Miami vice (2006) de Michael Mann avec Colin Farrell, Jamie Foxx, Gong Li


Michael Mann n'a sans doute jamais lu Baltasar Grácian, sinon il aurait su que « l'affectation est positivement le contraste de la grandeur, parce qu'il y a toujours de la petitesse d'esprit dans celle-là, au lieu que, dans l'autre, il y a toujours de l'élévation, toute naturelle, et toute simple qu'elle est. L'affectation est une sorte de louange muette qu'on se donne, mais que les gens d'esprit entendent comme si on leur faisait tout haut son propre panégyrique ; et se louer soi-même, c'est le moyen de n'être guère loué des autres. ».

Je le disais à propos du très médiocre Collateral, Michael Mann me semble être le Jean-Jacques Beineix de notre époque. Scénarii creux et mise en scène tape-à-l'œil où derrière chaque plan s'entend la voix du cinéaste s'admirant et proclamant tout haut « voyez comme je filme bien ».

Reprenons depuis le début. Soit une série à succès des atroces années 80 (Deux flics à Miami) dont je pense n'avoir jamais regardé un épisode (vous connaissez ma répulsion pour toutes les séries, Dream on, the kingdom et Twin Peaks mises à part).

On reprend les deux flics (incarnés ici par le monolithique Colin Farrell et le musculeux Jamie Foxx, déjà chauffeur de taxi dans Collateral) du feuilleton originel et on les plonge dans une sombre histoire de trafic de stups où nos deux héros devront infiltrer les milieux interlopes pour résoudre l'enquête. Une fois posés les grands axes du récit (à la fois assez creux et emberlificotés pour rien), il n'y a plus rien qu'une longue et monotone succession de plans épate-bourgeois.

L'exercice de style est totalement vain mais, pire que tout, il est d'une laideur sans nom.
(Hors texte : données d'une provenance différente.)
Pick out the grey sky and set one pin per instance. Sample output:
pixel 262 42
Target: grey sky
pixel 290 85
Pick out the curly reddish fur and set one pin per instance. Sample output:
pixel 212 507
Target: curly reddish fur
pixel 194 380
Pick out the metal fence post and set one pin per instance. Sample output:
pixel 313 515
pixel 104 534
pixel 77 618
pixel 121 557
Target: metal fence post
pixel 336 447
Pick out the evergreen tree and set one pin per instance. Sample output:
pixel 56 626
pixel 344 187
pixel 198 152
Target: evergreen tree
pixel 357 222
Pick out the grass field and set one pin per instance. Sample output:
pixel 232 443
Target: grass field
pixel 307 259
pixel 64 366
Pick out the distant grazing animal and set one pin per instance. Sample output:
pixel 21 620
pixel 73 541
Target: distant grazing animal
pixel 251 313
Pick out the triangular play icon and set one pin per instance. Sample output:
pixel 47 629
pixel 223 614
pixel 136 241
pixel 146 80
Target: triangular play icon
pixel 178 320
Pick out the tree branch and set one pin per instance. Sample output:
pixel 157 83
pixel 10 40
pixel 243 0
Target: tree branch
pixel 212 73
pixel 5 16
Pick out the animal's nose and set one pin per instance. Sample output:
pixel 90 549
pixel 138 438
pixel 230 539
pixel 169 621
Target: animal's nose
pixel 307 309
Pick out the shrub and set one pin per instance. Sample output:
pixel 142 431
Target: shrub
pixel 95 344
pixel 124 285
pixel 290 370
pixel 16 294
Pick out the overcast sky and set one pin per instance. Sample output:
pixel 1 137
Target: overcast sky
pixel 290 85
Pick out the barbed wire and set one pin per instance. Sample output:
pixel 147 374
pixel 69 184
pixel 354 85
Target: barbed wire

J'avoue que le concert d'éloges qui accueille chaque nouveau film de Mann me laisse perplexe tant le mauvais goût du cinéaste me semble patent.

C'est un détail mais je ne crois pas avoir entendu depuis longtemps une bande-son aussi hideuse et dépourvue de beauté que celle de Miami Vice (où le cinéaste pousse le vice jusqu'à utiliser la reprise d'un tube merdeux de l'ineffable Phil Collins, presque plus laide que l'original, ce qui n'est pas peu dire !).

Côté mise en scène, c'est exactement la même chose et l'utilisation de la vidéo HD ne change pas grand-chose à l'affaire : photo bleutée et ultra léchée, montage publicitaire (ce n'est pas le cadre ou le point de vue qui importent au cinéaste, juste la joliesse du décorum) et successions de tics hérités plus ou moins de cette esthétique des années 80 dont nous espérions nous être débarrassée à tout jamais. Voyez juste les affreuses scènes d'amour qui sont censées pimenter le film : rien de plus ringard que celle entre Jamie Foxx et sa copine sous la douche, filmée exactement de la même manière qu'un vulgaire Adrian Lyne (inserts esthétisants sur les muscles de l'acteur, eau qui ruisselle sur le visage de la dame...).

Et celles entre Gong Li (pas trop mal, néanmoins) et Colin Farrell sont aussi affligeantes.

Et tout est de cet acabit, il n'y a aucune consistance dans ce film : pas de personnages, pas de fiction (à la limite, juste lorsque naît le dilemme moral envers le personnage de Gong Li et que le spectateur se demande si le flic pourrait passer la barrière pour se ranger, par amour, du côté du Mal), pas de corps, pas de chair...

Miami vice est le prototype même de ce cinéma ripoliné par le « visuel » (comme on disait autrefois pour discréditer des cinéastes pourtant beaucoup plus passionnants que Mann, je pense en particulier à Bertrand Blier) où rien ne frémit sous la surface lisse d'images ultra chichiteuses.

Je suis peut-être trop sévère pour l'œuvre de Mann que je connais peu (mais ses deux derniers opus m'ont fortement déplu) et je me suis sans doute trompé de chaîne hier soir puisque était diffusé sur Paris Première son fort côté Révélations. Nous aurons peut-être l'occasion d'en reparler et ça sera peut-être alors le moment de réhabiliter le cinéaste...

NB : Certains lecteurs ont pu constater des "bugs" sur mes dernières notes. Ces dysfonctionnements n'apparaissent qu'avec Internet Explorer qui, visiblement, ne supporte pas mes copier/coller de Word.

J'ai trouvé une procédure pour essayer de régler ce problème mais un conseil : utilisez Mozilla! (et je ne suis pas actionnaire).